El arte de saber vender no es fácil y Don Panchito lo sabe porque ya tiene experiencia en este tipo de actividad que todos los días realiza en las calles del municipio de Pénjamo, donde ha llevado a ser famosos sus deliciosos y refrescantes raspados de frutas naturales.
Hace 13 años que se dedica a la venta de raspados, no ha sido nada fácil –reveló- por que hay mucha competencia, pero ahí la lleva José Francisco que antes de ser vendedor se dedicaba a la obra “albañil, pues” –lo dijo con mucho orgullo-.
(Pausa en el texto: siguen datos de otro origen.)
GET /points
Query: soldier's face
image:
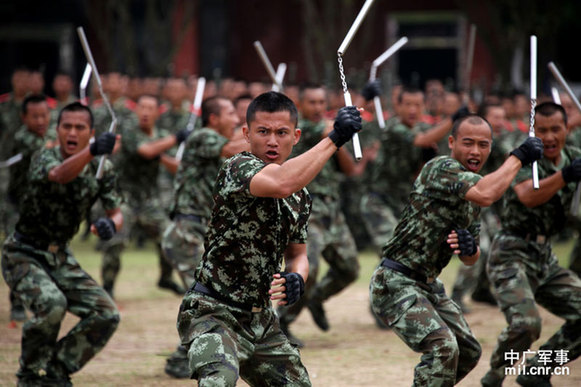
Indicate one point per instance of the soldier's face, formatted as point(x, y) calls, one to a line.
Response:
point(472, 144)
point(313, 104)
point(74, 132)
point(411, 108)
point(37, 118)
point(272, 136)
point(553, 132)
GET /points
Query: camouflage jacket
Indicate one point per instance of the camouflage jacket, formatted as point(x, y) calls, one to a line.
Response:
point(548, 218)
point(197, 173)
point(398, 163)
point(25, 143)
point(327, 181)
point(247, 235)
point(52, 212)
point(436, 206)
point(137, 175)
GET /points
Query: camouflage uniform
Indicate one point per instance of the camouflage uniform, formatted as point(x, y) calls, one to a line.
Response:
point(235, 332)
point(328, 233)
point(524, 271)
point(137, 178)
point(419, 311)
point(183, 240)
point(391, 178)
point(39, 266)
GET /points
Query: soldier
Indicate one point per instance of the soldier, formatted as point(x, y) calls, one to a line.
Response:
point(328, 233)
point(522, 266)
point(441, 219)
point(38, 265)
point(183, 240)
point(142, 152)
point(260, 215)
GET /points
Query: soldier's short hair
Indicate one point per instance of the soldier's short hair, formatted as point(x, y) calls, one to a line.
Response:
point(473, 119)
point(76, 107)
point(272, 102)
point(33, 98)
point(547, 109)
point(211, 106)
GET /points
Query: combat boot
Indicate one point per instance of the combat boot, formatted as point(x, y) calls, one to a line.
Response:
point(316, 308)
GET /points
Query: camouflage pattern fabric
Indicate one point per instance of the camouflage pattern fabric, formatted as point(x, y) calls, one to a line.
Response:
point(183, 240)
point(428, 322)
point(524, 271)
point(245, 244)
point(328, 233)
point(390, 180)
point(225, 343)
point(50, 281)
point(422, 315)
point(247, 236)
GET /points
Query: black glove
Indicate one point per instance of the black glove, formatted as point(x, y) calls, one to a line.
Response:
point(105, 228)
point(466, 242)
point(182, 135)
point(347, 123)
point(103, 144)
point(572, 172)
point(530, 150)
point(294, 286)
point(371, 90)
point(460, 113)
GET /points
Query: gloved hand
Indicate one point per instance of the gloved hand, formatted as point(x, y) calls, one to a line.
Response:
point(460, 113)
point(294, 286)
point(371, 90)
point(530, 150)
point(103, 144)
point(572, 172)
point(105, 228)
point(347, 123)
point(466, 242)
point(182, 135)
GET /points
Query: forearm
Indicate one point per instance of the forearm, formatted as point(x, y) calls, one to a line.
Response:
point(492, 186)
point(548, 187)
point(69, 169)
point(155, 148)
point(433, 135)
point(283, 180)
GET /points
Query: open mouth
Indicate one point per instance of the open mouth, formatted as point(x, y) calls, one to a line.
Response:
point(473, 164)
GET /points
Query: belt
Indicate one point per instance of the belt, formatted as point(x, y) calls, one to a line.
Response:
point(200, 288)
point(396, 266)
point(531, 237)
point(40, 245)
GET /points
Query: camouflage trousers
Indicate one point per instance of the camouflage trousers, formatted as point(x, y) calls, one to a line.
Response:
point(428, 321)
point(183, 247)
point(50, 284)
point(379, 219)
point(524, 273)
point(329, 237)
point(151, 220)
point(225, 343)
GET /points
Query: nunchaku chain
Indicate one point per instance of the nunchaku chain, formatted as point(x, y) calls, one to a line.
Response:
point(342, 73)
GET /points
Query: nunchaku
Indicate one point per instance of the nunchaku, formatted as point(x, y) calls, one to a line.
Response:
point(91, 61)
point(194, 114)
point(563, 83)
point(340, 53)
point(276, 77)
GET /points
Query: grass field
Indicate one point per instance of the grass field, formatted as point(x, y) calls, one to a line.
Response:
point(352, 353)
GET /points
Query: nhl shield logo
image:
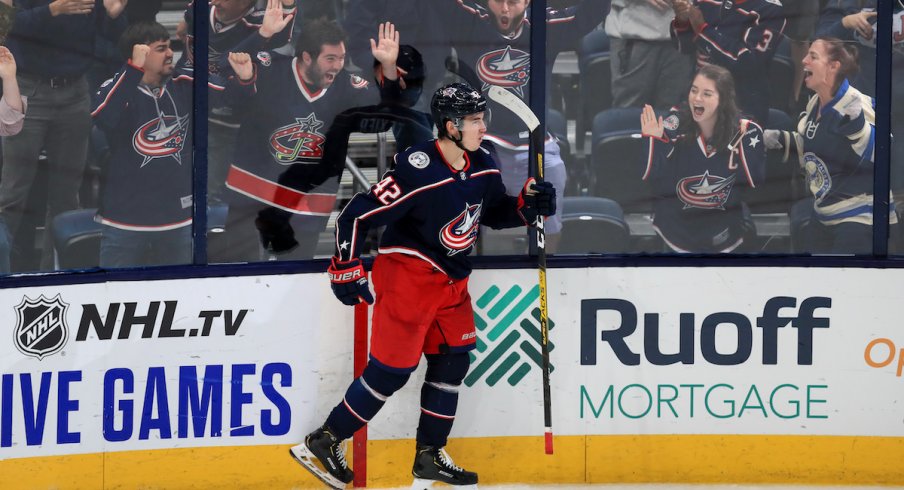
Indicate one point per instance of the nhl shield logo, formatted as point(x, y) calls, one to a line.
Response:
point(41, 328)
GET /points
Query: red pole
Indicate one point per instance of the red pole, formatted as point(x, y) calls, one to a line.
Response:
point(359, 440)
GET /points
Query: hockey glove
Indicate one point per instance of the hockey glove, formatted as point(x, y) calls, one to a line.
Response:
point(349, 282)
point(276, 232)
point(536, 199)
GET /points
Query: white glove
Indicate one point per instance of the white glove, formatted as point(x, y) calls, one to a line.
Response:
point(773, 139)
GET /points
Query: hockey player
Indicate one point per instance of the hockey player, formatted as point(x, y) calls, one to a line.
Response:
point(287, 105)
point(432, 204)
point(145, 112)
point(701, 157)
point(494, 42)
point(739, 35)
point(834, 143)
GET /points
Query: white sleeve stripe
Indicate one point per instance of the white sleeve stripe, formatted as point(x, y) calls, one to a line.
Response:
point(372, 391)
point(103, 104)
point(649, 168)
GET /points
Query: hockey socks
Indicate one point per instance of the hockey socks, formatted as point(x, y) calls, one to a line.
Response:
point(364, 398)
point(439, 397)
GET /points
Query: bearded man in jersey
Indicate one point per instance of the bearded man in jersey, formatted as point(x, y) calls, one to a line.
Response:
point(432, 204)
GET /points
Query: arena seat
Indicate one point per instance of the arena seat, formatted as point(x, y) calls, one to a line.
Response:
point(76, 239)
point(618, 159)
point(781, 77)
point(595, 81)
point(592, 225)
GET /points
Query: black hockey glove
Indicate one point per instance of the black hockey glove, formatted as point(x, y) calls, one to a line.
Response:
point(276, 232)
point(536, 198)
point(349, 282)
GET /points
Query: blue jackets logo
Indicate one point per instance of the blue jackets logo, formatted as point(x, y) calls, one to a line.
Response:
point(41, 328)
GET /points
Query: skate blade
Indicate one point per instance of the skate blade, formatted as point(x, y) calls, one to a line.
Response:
point(305, 458)
point(422, 484)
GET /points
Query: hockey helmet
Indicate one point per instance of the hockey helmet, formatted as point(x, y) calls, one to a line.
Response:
point(454, 101)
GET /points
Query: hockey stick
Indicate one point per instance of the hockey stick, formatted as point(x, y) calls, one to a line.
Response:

Sin embargo, nos relata que “siempre me gustó la venta, desde niño, y pues dije una vez que no tenía trabajo en la obra… bueno, pues si sé vender, hay que preparar un carrito y como era época de calor, se me ocurrió vender raspados”.
Y así, han pasado los días, los meses, los años hasta cumplir ya 13 en este ambiente de recorrer gran parte de Pénjamo, donde dice: “Las mujeres no agachan la cabeza cuando ven a un hombre, al contrario, si les gusta se lo roban –sonríe Don Panchito- dejando ver parte de su alegría que le imprime a su negocio que le da para comer todos los días.
Como todo buen comerciante hay algunos ingredientes que no nos reveló “por que luego la competencia los conoce y pues no” –dice una vez más en son de broma- “pero los sabores que le ponemos a los raspados, todos los preparó yo un día antes de la venta, siempre frescos por que son de fruta y el cliente reconoce el sabor”.
Con su pequeño carrito al que por cierto ya le acondicionó algunas pestañas para que la sombra proteja la barra de hielo y que mantenga frescos los sabores, dice que recorre gran parte del municipio y en cada esquina donde se detiene tiene buena respuesta de los clientes.
Los años le han dado además la fortuna de ir creando o bautizando a sus raspados a unos les llama los “envueltos” a otros los “diablitos” estos últimos muy requeridos, hasta por quienes amanecen con la resaca de una cruda.
“Los envueltos, son raspados en los que combinó: fruta fresca, hielo y un poco de leche dulce (de lata), estos gustan mucho a las personas”.
Y de los “diablitos”, de esos nos dice que “están preparados a base de chile en polvo, un poco de azúcar de sabor (chamoy), limón y si el cliente lo pide pulpa de fruta fresca”.